Ne soyez pas surpris de voir votre demande de visa pour la France rejetée même si vous avez respecté toutes les conditions exigées. La donne a changé. Les autorités françaises ont décidé de durcir les conditions d’obtention de ce prestigieux sésame pour les ressortissants du Maroc, de l’Algérie et de la Tunisie. Selon Paris, la raison est simple: ces trois pays refusent de délivrer des laissez-passer consulaires nécessaires au retour des immigrés refoulés de France. Cette information, révélée par la radio Europe 1 dans la matinée du 28 septembre 2021, a été confirmée quelques heures plus tard sur cette même antenne par Gabriel Attal, porte-parole du gouvernement français.

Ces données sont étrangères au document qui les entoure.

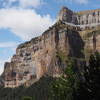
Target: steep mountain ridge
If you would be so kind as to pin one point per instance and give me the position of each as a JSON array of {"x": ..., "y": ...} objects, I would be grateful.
[
  {"x": 80, "y": 18},
  {"x": 48, "y": 53}
]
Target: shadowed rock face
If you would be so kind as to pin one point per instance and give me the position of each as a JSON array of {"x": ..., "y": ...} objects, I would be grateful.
[
  {"x": 48, "y": 54},
  {"x": 43, "y": 55}
]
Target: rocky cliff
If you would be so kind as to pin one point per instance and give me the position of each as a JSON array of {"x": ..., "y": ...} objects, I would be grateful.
[
  {"x": 48, "y": 54},
  {"x": 44, "y": 55},
  {"x": 80, "y": 18}
]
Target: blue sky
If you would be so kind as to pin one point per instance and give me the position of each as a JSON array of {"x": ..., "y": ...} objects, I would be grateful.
[{"x": 21, "y": 20}]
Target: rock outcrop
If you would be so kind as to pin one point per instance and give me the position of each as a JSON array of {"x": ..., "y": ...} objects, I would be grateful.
[
  {"x": 44, "y": 55},
  {"x": 48, "y": 54},
  {"x": 79, "y": 18}
]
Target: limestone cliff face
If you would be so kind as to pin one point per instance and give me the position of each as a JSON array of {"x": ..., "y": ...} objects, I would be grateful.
[
  {"x": 48, "y": 53},
  {"x": 43, "y": 55},
  {"x": 80, "y": 18}
]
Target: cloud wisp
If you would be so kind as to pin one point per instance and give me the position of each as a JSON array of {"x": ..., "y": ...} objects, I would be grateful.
[
  {"x": 76, "y": 1},
  {"x": 21, "y": 3},
  {"x": 25, "y": 23}
]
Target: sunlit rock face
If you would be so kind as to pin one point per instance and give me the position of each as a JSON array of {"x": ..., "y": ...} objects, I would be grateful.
[
  {"x": 48, "y": 54},
  {"x": 79, "y": 18},
  {"x": 43, "y": 55}
]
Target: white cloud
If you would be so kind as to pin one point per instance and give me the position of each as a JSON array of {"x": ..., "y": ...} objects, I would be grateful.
[
  {"x": 8, "y": 44},
  {"x": 22, "y": 3},
  {"x": 82, "y": 1},
  {"x": 77, "y": 1},
  {"x": 25, "y": 23}
]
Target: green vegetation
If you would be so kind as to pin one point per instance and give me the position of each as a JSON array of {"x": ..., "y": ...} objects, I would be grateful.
[
  {"x": 26, "y": 98},
  {"x": 64, "y": 87}
]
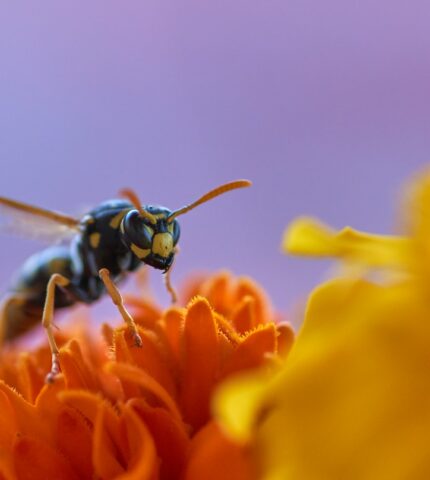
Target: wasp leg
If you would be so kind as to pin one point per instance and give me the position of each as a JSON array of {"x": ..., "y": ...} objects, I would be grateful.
[
  {"x": 118, "y": 301},
  {"x": 168, "y": 281},
  {"x": 48, "y": 314}
]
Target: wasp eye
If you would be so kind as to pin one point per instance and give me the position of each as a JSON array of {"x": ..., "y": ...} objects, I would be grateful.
[
  {"x": 175, "y": 231},
  {"x": 136, "y": 231}
]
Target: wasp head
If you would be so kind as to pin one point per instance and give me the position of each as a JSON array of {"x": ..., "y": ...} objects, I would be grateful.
[{"x": 154, "y": 241}]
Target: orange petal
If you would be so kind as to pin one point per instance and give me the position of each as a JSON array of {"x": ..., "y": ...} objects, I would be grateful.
[
  {"x": 74, "y": 368},
  {"x": 35, "y": 460},
  {"x": 106, "y": 458},
  {"x": 201, "y": 357},
  {"x": 172, "y": 325},
  {"x": 170, "y": 437},
  {"x": 252, "y": 351},
  {"x": 214, "y": 457},
  {"x": 75, "y": 442},
  {"x": 244, "y": 316},
  {"x": 149, "y": 357},
  {"x": 143, "y": 463},
  {"x": 30, "y": 377},
  {"x": 145, "y": 313},
  {"x": 89, "y": 404},
  {"x": 28, "y": 422},
  {"x": 150, "y": 386}
]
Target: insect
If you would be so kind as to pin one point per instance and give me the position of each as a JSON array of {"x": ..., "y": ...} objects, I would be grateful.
[{"x": 114, "y": 238}]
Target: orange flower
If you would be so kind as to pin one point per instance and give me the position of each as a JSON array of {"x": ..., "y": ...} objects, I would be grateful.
[{"x": 123, "y": 412}]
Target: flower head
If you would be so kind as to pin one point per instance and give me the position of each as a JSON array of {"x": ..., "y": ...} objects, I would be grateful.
[
  {"x": 123, "y": 412},
  {"x": 352, "y": 400}
]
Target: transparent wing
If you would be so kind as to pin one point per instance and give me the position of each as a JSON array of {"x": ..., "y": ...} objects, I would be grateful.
[{"x": 34, "y": 222}]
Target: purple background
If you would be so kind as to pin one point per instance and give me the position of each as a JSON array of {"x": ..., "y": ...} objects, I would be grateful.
[{"x": 323, "y": 104}]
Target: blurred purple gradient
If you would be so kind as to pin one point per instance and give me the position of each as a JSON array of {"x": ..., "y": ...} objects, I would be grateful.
[{"x": 324, "y": 105}]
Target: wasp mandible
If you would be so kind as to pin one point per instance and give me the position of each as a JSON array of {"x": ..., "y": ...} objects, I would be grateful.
[{"x": 114, "y": 238}]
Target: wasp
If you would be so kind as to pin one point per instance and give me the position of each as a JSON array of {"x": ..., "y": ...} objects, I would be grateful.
[{"x": 111, "y": 240}]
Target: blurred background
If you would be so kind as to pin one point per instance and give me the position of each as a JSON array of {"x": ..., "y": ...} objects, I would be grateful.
[{"x": 323, "y": 105}]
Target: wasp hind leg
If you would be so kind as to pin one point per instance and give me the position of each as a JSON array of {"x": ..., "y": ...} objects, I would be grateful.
[
  {"x": 118, "y": 301},
  {"x": 56, "y": 280}
]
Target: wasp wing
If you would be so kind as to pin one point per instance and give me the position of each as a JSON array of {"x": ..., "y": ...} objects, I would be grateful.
[{"x": 34, "y": 222}]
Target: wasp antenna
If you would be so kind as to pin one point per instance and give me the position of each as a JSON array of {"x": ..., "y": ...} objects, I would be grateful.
[
  {"x": 226, "y": 187},
  {"x": 134, "y": 199}
]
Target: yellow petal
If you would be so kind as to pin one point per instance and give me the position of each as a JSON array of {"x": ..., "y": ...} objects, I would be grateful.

«C’est une décision drastique, c’est une décision inédite, mais c’est une décision rendue nécessaire par le fait que ces pays n’acceptent pas de reprendre des ressortissants que nous ne souhaitons pas et ne pouvons pas garder en France», déclare-t-il, tout en déplorant leur attitude, qui «freine l’efficacité des reconduites effectives» à la frontière après la délivrance des obligations de quitter le territoire français (OQTF).

Concrètement, Paris a décidé de réduire de 50% les octrois de visas pour les Marocains et Algériens et de 30% pour les Tunisiens, en tenant en compte le nombre de visas octroyés en 2020. Selon lui, cette décision a été prise «il y a quelques semaines» et «va être mise à exécution» pour «pousser les pays concernés à changer de politique et accepter de délivrer ces laissez-passer consulaires». A en croire Europe 1, les autorités consulaires marocaines n’ont délivré que 138 laissez-passer de janvier à juillet 2021 sur 3.301 OQTF émises par la France.

Seulement 80 personnes ont pu être refoulées, soit 2,4% des exécutions d’expulsion. D’après M. Attal, la diplomatie française est passée à la vitesse supérieure après avoir constaté que les dialogues et menaces qui n’ont pas eu l’effet escompté. Il cite, notamment, les visites effectuées par le Premier ministre français Jean Castex et des membres du gouvernement, dont le ministre de l’Intérieur, au Maghreb, de même que des réunions avec leurs ambassadeurs.

Réaction marocaine
Le Maroc n’a pas tardé à réagir à cette décision, par la voix de son ministre des Affaires étrangères, Nasser Bourita. «Le Maroc a toujours agi avec responsabilité face à la question de l’immigration clandestine. La décision de la France est injustifiée pour diverses raisons», a-t-il déclaré le 28 septembre à Rabat, lors d’un point de presse animé avec le ministre mauritanien des Affaires étrangères, Ismaël Ould Cheikh Ahmed, en visite de travail dans le Royaume.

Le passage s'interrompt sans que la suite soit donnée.